HOBOKEN – Newark Councilman Ronald C. Rice isn’t shying away from Hoboken, even though the last time he got involved in a Mile-Square City election – for soon-to-be arrested Mayor Peter Cammarano last year – the candidate left a trail of slime on his backers.
Rice was in Hoboken for Tim Occhipinti, a young City Council candidate challenging Mayor Dawn Zimmer’s handpicked replacement in the 4th Ward council seat, Michael Lenz.
Lenz is the fifth and deciding vote for Zimmer, who just hosted Newark Mayor Cory Booker two weeks ago at fundraiser.
Rice is Team Booker, so the opposing interests in this out-of-county election are interesting, although Rice wasn’t so close to Booker when the mayor tried to pass his MUA recently.
At the microphone, Rice praised Occhipinti, who he met for the first time tonight, for starting a service-connection group called Hoboken Volunteers.
“This is a young man who deserves to make a difference,” Rice said.

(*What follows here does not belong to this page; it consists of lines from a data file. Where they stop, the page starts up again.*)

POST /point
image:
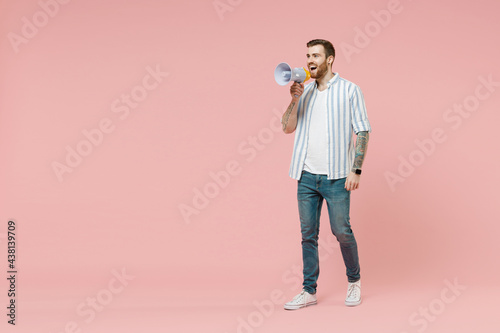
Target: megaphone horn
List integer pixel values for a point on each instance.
(284, 74)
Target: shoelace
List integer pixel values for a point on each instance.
(353, 291)
(297, 297)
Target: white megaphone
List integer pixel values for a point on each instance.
(284, 74)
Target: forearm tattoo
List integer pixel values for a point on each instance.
(286, 116)
(361, 145)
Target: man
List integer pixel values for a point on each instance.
(326, 164)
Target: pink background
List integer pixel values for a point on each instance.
(120, 208)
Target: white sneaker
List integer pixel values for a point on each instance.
(301, 300)
(353, 297)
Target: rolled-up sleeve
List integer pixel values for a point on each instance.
(359, 117)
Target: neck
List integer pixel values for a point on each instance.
(322, 81)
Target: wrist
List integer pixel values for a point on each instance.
(356, 171)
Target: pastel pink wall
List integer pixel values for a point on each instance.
(215, 111)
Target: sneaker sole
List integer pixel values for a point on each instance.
(296, 307)
(352, 304)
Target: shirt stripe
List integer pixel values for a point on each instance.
(346, 115)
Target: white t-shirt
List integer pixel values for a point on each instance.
(317, 147)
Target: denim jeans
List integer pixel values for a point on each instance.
(311, 191)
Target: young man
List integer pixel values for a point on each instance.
(326, 164)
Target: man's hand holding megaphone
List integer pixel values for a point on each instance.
(296, 90)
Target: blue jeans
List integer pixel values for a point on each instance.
(311, 191)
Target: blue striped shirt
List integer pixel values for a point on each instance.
(346, 114)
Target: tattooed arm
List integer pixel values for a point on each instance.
(361, 145)
(352, 181)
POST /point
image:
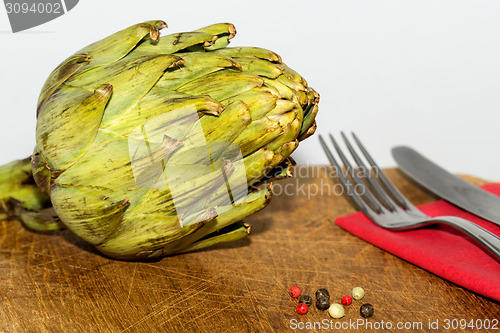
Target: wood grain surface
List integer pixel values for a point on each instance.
(56, 283)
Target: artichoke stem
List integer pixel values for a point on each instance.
(17, 187)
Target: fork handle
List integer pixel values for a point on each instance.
(485, 239)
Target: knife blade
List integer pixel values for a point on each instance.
(446, 185)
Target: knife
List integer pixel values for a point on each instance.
(446, 185)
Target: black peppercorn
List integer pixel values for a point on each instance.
(366, 310)
(306, 299)
(322, 293)
(322, 303)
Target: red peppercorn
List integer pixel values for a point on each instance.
(346, 300)
(302, 308)
(294, 291)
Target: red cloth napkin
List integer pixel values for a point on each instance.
(441, 250)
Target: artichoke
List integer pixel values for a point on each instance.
(149, 146)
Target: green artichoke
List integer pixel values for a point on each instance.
(149, 146)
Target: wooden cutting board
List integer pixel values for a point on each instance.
(57, 283)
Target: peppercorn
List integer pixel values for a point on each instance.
(306, 299)
(336, 311)
(294, 291)
(366, 310)
(346, 300)
(358, 293)
(322, 303)
(302, 308)
(322, 293)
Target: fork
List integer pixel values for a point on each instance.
(384, 204)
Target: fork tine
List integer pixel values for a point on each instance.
(382, 194)
(402, 201)
(344, 180)
(355, 177)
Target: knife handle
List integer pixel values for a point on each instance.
(484, 238)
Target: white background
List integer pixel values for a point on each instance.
(421, 73)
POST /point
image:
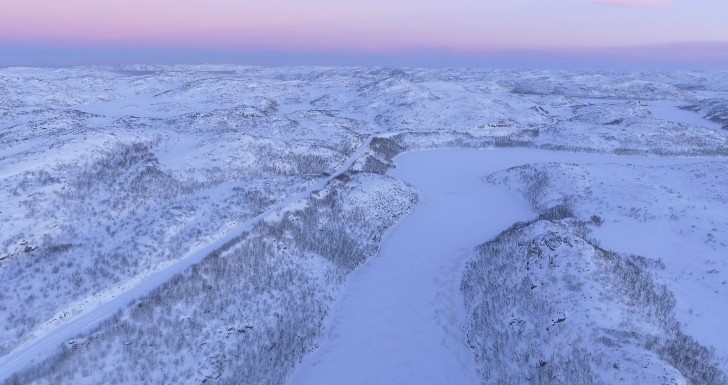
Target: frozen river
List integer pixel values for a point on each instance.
(399, 318)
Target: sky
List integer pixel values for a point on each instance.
(650, 33)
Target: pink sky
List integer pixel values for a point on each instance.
(377, 26)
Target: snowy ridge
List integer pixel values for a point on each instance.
(545, 305)
(114, 176)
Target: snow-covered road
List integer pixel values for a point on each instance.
(47, 340)
(399, 319)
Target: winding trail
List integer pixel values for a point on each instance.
(48, 340)
(399, 318)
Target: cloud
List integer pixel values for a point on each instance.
(637, 3)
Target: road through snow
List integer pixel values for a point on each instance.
(399, 318)
(46, 343)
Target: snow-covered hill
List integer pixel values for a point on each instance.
(109, 176)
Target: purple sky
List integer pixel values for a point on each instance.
(661, 33)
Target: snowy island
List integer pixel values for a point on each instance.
(308, 225)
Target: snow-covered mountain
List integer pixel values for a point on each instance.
(198, 224)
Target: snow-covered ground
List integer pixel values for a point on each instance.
(113, 178)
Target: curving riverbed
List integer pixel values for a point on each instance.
(398, 320)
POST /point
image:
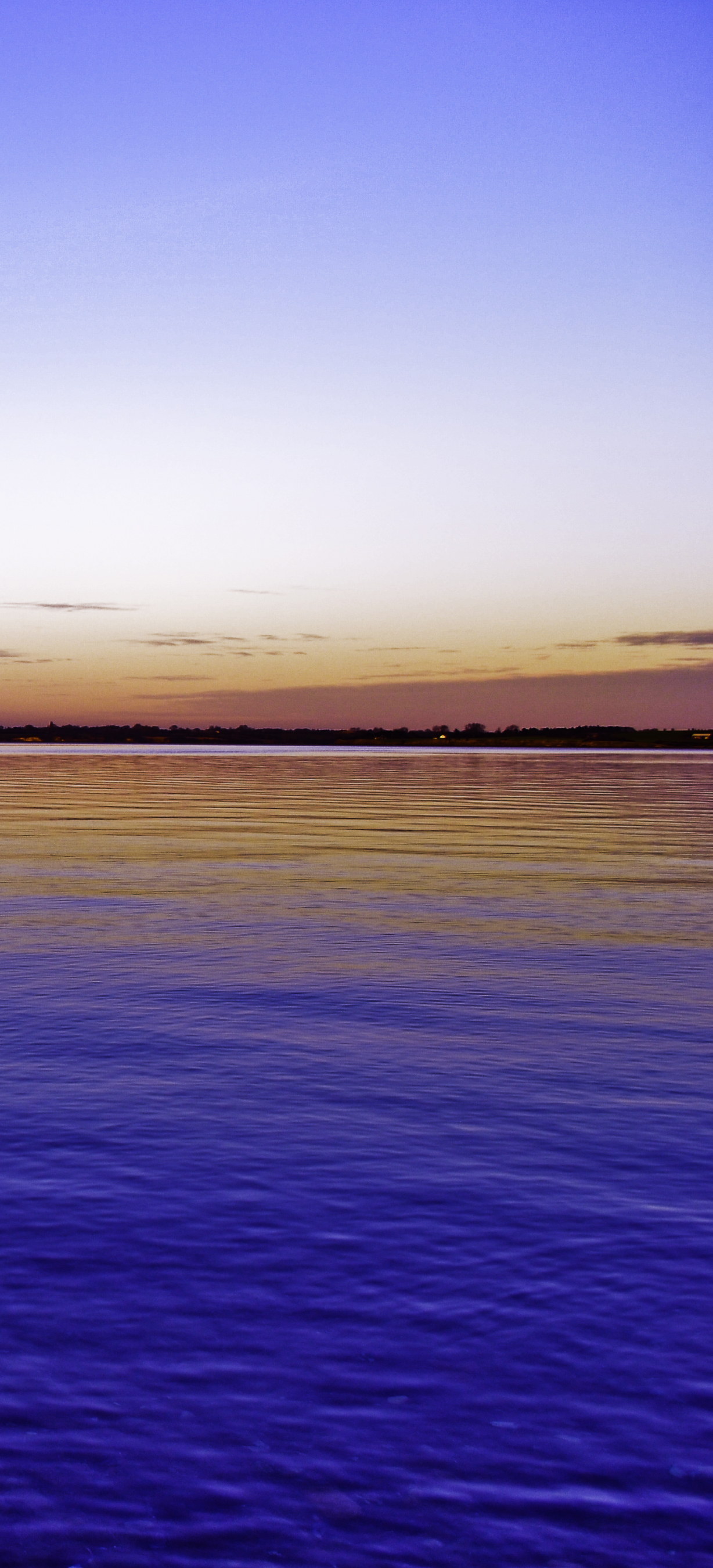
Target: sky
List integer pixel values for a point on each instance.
(356, 361)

He told the crowd he is a proud member of the Cory Booker team, mentioned Mark Zuckerberg’s educational grant, and talked tough times and tough decisions, like the layoff of 175 police officers in the Brick City.
He finished with a recitation of William Earnest Henley’s poem Invictus, except he snuck Occhipinti into the last verse.
In a new bar beneath a low-rise condo building – in the Zimmer-friendly corner of town – Occhipinti told the crowd: “We’ve got the momentum here. We can’t let up now.”
Speaking with PolitickerNJ afterward, Rice reiterated the promise that may come to haunt him in two years: He said Newark’s almost $40 million structural deficit will be eliminated by 2012. That’s 30 years of overspending that could be wiped clean in less than two years, he said, not exactly what taxpayers are expecting given that the city is selling off millions of dollars in assets in sale-leaseback agreements.
But Rice said the leaseback is the difference between a 16 percent and 42 percent tax increase. It was his idea, yes, but he’s not in love with it. It’s the better of bad options.
No different than other towns, he said, but, “We’re going to bite the bullet now. We’re just a bellwether. We’re not going to just push it.”
Cammarano came to Newark for a fundraiser in 2009, so the last time Rice was in Hoboken was in 2007, when he was the only elected official in the state backing now-President Barack Obama.
Obama hadn’t gone mainstream at the time, so when Rice was hit with press questions he wasn’t yet prepared for, he told Team Obama: “You gotta get me some talking points.”
In an emailed response, Lenz’s campaign manager Sam Briggs said: “We welcome Ron Rice, Jr. back to Hoboken … (T)he last Hoboken candidate he hosted a fundraiser for is sitting in federal prison.”
“Mr. Rice certainly can’t be held accountable for Cammarano’s misdeeds, but he should closely consider the company Peter kept because they are the same folks backing Tim,” Briggs said. “In the end, it is disappointing that a self-proclaimed ‘reformer’ like Ron Rice, Jr. would come into Hoboken to support Tim, because Ron would never select a person with Tim’s inner circle and background in his own city.”
Joining Rice at the event was Assembly Majority Leader Joe Cryan (D-Union), Union County Freeholder Rayland Van Blake, and some local officials, including Assemblyman Ruben Ramos (D-Hoboken); Hudson County Freeholder Anthony Romano; Hoboken councilpersons Michael Russo, Theresa Castellano, and Nino Giacchi; and Jersey City Councilman Steven Fulop.
Ramos stepped up his criticism of Zimmer’s administration, for instance on a new flooding pump that he said the mayor is trying to take credit for, a pump that he helped bring in as a councilman years ago.
“Mayor Zimmer was in the audience at that press conference (announcing the pump),” he said. “Michael Lenz doesn’t even know where it is.”
He also harangued Zimmer’s new-to-town crowd who think Occhipinti, three years in town, is a carpetbagger. Ramos said, “You can’t write a letter saying that Tim is too new for Hoboken, when you’re too new for Hoboken.”